La Repubblica delle Filippine e l’azione antidroga del Presidente
La Repubblica delle Filippine, con i suoi circa cento milioni di abitanti, distribuiti su più di settemila isole, non è stata particolarmente fortunata nella scelta dei suoi ultimi presidenti. A partire da Gloria Macapagal Arroyo, eletta nel gennaio 2001, condannata successivamente per corruzione e ancora agli arresti,che è stata rieletta, pochi mesi fa, per la terza volta in Parlamento. Era subentrata a Joseph Ejecito Estrada, accusato anche lui di corruzione e di aver ricevuto consistenti finanziamenti dai narcotrafficanti durante la sua campagna elettorale. Il defunto presidente Ferdinando Marcos, poi, viene ricordato ancora oggi come il massimo esponente della “tangentopoli” filippina.
L’attuale presidente, il settantunenne Rodrigo Duterte, eletto a giugno scorso, invece, passerà alla storia come il grande “castigatore” dei trafficanti di droghe e degli spacciatori. La sua “politica” antidroga non fa riferimento alle leggi vigenti o a previsioni di sanzioni penali più severe. Duterte, ignorando le leggi nazionali, le Convenzioni Onu sull’argomento e la stessa organizzazione delle Nazioni Unite, ha pensato di risolvere il problema eliminando fisicamente gli spacciatori (ma anche altre persone sospettate di essere delinquenti o semplicemente “sfaccendati”) dando carta bianca alla polizia e a gruppi di paramilitari.
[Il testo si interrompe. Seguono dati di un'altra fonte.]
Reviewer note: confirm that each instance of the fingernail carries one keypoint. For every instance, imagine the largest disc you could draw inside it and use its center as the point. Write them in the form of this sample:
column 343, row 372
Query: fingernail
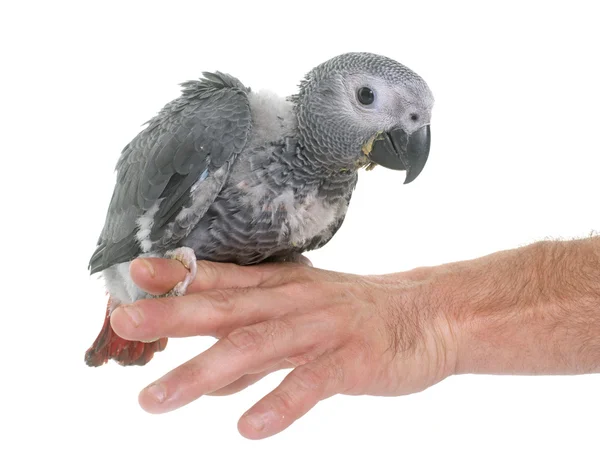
column 149, row 266
column 258, row 421
column 157, row 391
column 135, row 316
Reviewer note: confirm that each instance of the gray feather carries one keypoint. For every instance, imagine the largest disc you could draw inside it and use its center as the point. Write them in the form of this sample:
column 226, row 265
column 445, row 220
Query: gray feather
column 203, row 129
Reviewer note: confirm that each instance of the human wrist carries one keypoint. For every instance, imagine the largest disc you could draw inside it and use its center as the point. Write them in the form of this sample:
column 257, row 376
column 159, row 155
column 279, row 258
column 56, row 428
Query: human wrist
column 526, row 311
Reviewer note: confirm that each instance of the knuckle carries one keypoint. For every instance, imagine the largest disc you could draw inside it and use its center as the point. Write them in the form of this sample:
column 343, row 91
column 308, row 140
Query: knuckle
column 219, row 299
column 308, row 378
column 245, row 339
column 284, row 401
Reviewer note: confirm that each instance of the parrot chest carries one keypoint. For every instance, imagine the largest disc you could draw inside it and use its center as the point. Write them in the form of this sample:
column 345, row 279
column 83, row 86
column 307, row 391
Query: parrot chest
column 304, row 218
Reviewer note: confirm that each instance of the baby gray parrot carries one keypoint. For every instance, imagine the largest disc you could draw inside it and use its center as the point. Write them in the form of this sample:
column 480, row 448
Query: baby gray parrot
column 230, row 175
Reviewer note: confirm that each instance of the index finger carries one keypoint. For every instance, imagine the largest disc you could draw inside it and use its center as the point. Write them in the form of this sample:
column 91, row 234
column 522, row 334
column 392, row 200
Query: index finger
column 158, row 276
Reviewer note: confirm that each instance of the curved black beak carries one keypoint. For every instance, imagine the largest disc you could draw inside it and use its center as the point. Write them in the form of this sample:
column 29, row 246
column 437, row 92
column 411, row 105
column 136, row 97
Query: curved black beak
column 399, row 151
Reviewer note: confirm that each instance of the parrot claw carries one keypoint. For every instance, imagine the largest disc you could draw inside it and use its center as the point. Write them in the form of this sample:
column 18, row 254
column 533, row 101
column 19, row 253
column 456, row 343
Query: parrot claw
column 187, row 257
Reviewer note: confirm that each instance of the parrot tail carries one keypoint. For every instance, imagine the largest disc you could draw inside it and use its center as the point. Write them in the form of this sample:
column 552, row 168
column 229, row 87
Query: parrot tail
column 110, row 346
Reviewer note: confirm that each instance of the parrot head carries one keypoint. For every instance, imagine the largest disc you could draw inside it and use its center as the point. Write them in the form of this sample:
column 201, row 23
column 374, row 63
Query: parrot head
column 361, row 109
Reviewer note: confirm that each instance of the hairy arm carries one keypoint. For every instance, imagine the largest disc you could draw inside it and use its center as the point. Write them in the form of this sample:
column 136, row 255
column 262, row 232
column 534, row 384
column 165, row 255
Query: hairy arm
column 533, row 310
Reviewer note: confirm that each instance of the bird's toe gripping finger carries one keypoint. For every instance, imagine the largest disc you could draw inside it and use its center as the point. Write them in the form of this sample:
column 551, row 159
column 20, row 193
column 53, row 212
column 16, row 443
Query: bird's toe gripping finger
column 188, row 259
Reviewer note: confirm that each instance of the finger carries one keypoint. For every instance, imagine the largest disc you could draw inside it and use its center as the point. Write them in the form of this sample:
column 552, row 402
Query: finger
column 300, row 391
column 158, row 276
column 212, row 313
column 246, row 350
column 248, row 380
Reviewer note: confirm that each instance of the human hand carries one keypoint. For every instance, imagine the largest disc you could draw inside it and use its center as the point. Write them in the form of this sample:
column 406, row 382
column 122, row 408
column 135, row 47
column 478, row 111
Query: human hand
column 342, row 334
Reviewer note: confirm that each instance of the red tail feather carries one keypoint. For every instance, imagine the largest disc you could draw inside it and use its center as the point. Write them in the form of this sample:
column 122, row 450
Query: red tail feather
column 110, row 346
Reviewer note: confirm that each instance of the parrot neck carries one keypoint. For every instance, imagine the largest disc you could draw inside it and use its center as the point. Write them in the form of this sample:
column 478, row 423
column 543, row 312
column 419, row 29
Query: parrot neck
column 305, row 166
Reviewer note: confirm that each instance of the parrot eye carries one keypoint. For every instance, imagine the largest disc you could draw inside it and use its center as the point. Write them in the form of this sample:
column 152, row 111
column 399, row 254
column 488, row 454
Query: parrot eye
column 366, row 96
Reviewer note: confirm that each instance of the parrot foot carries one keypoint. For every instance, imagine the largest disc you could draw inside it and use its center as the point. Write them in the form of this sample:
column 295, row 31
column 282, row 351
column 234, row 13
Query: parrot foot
column 108, row 345
column 187, row 257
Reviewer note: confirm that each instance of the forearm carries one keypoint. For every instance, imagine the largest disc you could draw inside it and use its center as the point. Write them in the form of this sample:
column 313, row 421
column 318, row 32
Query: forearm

Così, senza troppo affanno e perdite di tempo per legiferare ex novo, nè in lunghe indagini e processi, in un paio di mesi dalla sua elezione, il “Presidente” ha fatto “piazza pulita” con circa duemila vittime, di cui circa 1.200, attribuite agli squadroni dei “vigilantes”. Nell’attesa di vedere quale sarà la reazione (se mai ci sarà) dell’Onu (le Filippine ne fanno parte) e magari anche dell’UE (silenzio anche su questo versante), vale la pena ricordare che, secondo l’intelligence straniera, in questo paese sono censite poco meno di duecento organizzazioni locali di narcotrafficanti e un quindicina con “articolazioni” internazionali. Quanto alle prime il ruolo più rilevante è esercitato dalle Triadi (la 14K, la Sun Ye On, la Bamboo Gang) in stretto collegamento con la mafia giapponese. Tra i gruppi con rilievo internazionale vanno segnalati gli italiani.
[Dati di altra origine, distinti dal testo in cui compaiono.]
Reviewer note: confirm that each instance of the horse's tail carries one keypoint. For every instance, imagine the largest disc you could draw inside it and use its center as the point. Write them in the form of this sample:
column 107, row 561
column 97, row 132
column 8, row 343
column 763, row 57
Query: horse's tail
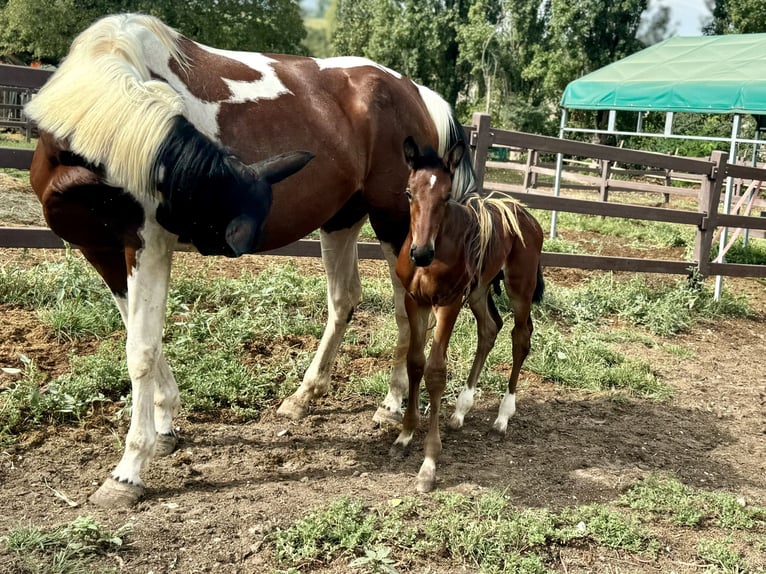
column 450, row 132
column 537, row 296
column 103, row 102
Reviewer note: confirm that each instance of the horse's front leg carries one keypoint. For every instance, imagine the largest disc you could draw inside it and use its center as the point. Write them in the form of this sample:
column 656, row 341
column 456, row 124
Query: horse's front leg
column 166, row 397
column 436, row 381
column 418, row 326
column 488, row 324
column 148, row 278
column 344, row 291
column 390, row 412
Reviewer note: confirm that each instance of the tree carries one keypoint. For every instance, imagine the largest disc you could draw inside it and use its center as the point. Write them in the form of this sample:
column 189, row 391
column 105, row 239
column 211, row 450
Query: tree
column 415, row 37
column 737, row 17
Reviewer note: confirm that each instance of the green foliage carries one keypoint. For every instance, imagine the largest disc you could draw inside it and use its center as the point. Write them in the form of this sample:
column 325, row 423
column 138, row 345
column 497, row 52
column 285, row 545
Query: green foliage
column 688, row 506
column 65, row 549
column 721, row 555
column 664, row 309
column 38, row 29
column 340, row 529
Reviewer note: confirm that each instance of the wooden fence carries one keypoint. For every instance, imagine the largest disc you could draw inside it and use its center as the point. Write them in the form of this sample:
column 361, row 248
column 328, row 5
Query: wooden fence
column 711, row 174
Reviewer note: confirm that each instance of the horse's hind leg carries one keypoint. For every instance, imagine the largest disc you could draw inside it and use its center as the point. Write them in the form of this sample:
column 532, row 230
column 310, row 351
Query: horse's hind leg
column 344, row 291
column 521, row 337
column 488, row 324
column 390, row 412
column 147, row 297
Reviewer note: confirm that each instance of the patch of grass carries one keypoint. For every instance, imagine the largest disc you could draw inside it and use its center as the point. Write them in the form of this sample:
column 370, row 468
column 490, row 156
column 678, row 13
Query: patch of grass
column 754, row 253
column 687, row 506
column 664, row 309
column 485, row 533
column 722, row 556
column 580, row 360
column 66, row 549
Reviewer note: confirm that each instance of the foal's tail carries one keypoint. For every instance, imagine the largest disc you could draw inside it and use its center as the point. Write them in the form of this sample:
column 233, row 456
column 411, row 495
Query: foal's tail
column 537, row 296
column 450, row 132
column 105, row 104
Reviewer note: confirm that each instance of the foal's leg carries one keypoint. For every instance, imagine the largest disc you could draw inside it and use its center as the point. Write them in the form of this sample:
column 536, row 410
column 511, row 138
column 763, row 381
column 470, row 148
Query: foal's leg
column 436, row 380
column 488, row 324
column 390, row 412
column 147, row 297
column 521, row 335
column 418, row 326
column 344, row 291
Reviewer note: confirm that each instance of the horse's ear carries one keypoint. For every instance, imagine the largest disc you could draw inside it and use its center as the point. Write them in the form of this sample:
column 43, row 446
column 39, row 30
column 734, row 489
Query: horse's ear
column 411, row 151
column 240, row 234
column 279, row 167
column 454, row 155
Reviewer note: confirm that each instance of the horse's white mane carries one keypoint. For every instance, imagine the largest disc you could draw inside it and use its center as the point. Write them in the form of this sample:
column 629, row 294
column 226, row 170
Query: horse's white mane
column 103, row 102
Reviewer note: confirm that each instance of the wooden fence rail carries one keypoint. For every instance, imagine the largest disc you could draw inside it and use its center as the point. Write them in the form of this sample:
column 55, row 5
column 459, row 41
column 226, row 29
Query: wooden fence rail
column 710, row 173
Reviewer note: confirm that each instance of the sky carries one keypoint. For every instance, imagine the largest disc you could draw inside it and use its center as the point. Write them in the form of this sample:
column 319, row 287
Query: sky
column 685, row 15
Si tratta, per lo più, di cittadini provenienti dalla Campania, dalla Calabria e dalla Sicilia, ma anche dall’Australia, che si sono ben inseriti nel contesto sociale filippino grazie a rapporti amicali di buon livello con l’apparato locale, intessuti nel tempo. Sono parecchi gli italiani che, a Manila, gestiscono ristoranti, night club e locali di divertimento. La mafia siciliana, da molti anni, ha propri “ufficiali” di collegamento che curano gli aspetti organizzativi relativamente al traffico di “clandestini” e all’invio di stupefacenti. La presenza di circa due milioni di tossicodipendenti evidenzia drammaticamente il livello di consumo delle droghe. Si tratta di eroina, ma anche di cannabis e metamfetamine (chiamate shaboo), di inalanti e di cocaina. Gran parte delle coltivazioni di cannabis sono concentrate nelle zone di Cebu, Maguindanao, Davao (che ha avuto come sindaco l’attuale presidente), Cotabato e nell’isola di Mindanao. Laboratori per le amfetamine sono attivi su imbarcazioni di pescatori filippini che possono, così, “lavorare” indisturbati nelle acque internazionali, spostandosi di continuo tra Taiwan, Hong Kong e le coste giapponesi.
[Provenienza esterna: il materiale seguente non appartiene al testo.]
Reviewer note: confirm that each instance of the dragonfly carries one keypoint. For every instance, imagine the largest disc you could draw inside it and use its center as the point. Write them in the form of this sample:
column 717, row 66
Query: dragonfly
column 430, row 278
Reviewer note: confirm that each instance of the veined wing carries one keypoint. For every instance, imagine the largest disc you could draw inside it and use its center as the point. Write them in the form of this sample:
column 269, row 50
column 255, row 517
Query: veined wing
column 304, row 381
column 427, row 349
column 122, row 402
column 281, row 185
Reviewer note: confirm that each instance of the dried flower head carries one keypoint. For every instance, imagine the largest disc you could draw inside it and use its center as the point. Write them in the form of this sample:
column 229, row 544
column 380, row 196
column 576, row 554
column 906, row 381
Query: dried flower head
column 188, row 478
Dal commercio delle droghe sintetiche traggono finanziamenti anche le organizzazioni terroristiche (si tratta dei guerriglieri musulmani del Moro Islamic Liberation Front, di quelli di matrice comunista del National People’s Army e del Comunist Party of Philippine) che, dagli anni Sessanta, minacciano la stabilità del paese e nei cui confronti il presidente Duterte ha dichiarato una tregua unilaterale come primo passo per tentare di avviare un dialogo per la pace. Nel frattempo, nel silenzio sconcertante della politica internazionale (dell’Onu, in particolare ma anche dei paesi asiatici) continua la “mattanza” da parte di un presidente che, purtroppo, godrebbe di una popolarità di oltre il 90%.